Kelly connects with former Comedy Central executive Tara Schuster to talk about her powerful book about the work she's done as an adult to overcome a very rough childhood.
“Yeah, it definitely rings true, particularly around, you know so much of comedy is telling stories that are a little more extreme but contain a universal truth that everyone can relate to. And so those of us who have had experiences at the extremities, I think, are the ones who can tell those stories the best. But I also want to say that I don't think that the archetype of the suffering artists who's just struggling, and everything is hard. I really reject that. And I don't think you need to be depressed or a drinker or have a million issues in order to be funny.”
“She was so freaked out, and she was like a very calm European woman who, mostly in sessions, always had like a little mug with the tea bag and the little string coming out of it, and a kerchief around her neck. She was freaked out so, to hear how scared she was in the messages really scared me into realizing I didn't have parents growing up, really, I didn't have parents who nurtured me. They were incapable of taking care of children. This has led me to have severe anxiety and depression, and if I didn't do something to save my life, I wouldn't have much of a life to live. So that's where my first book begins.”

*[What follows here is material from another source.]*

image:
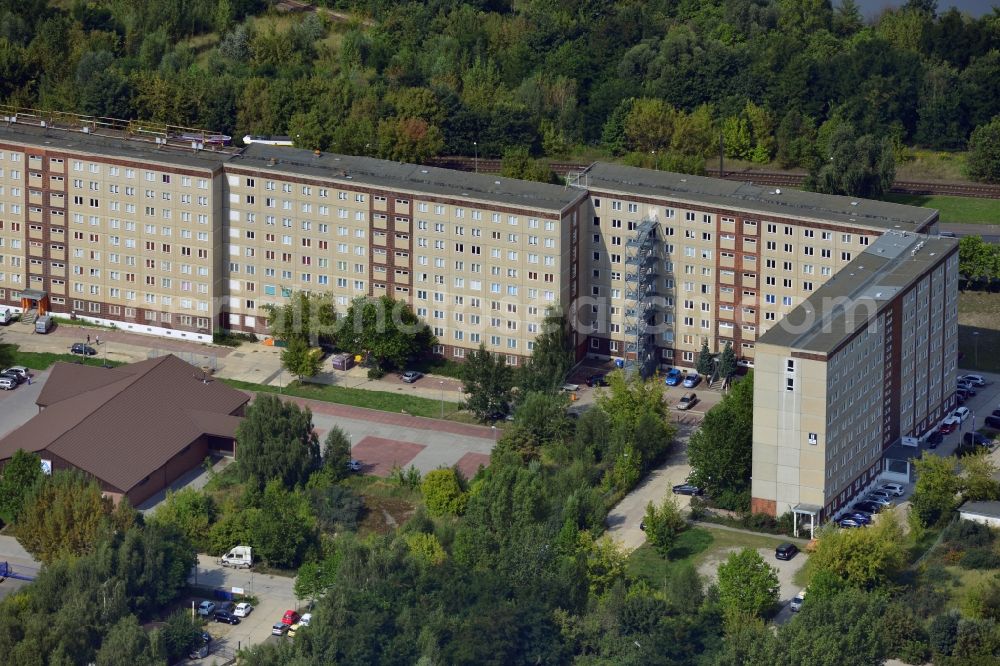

“If I had never been laid off, I don't know that this book would have happened because I had used that job as a magic trick, you know, like: look at me, I'm working with Keegan-Michael Key and Jordan Peele and David Spade, and I'm like glamorous, and I went to the Emmy's. Look over here, but don't look over here at this quarter century of complex trauma that's keeping you up at night. It was such a duality there, and once I lost my identity - for example, people would introduce me as Tarar Schuster, Comedy Central, like it was my married last name. I worked there a third of my life, so I just had no sense of self, and that's why I went on this journey was because I lost it when I lost that job.”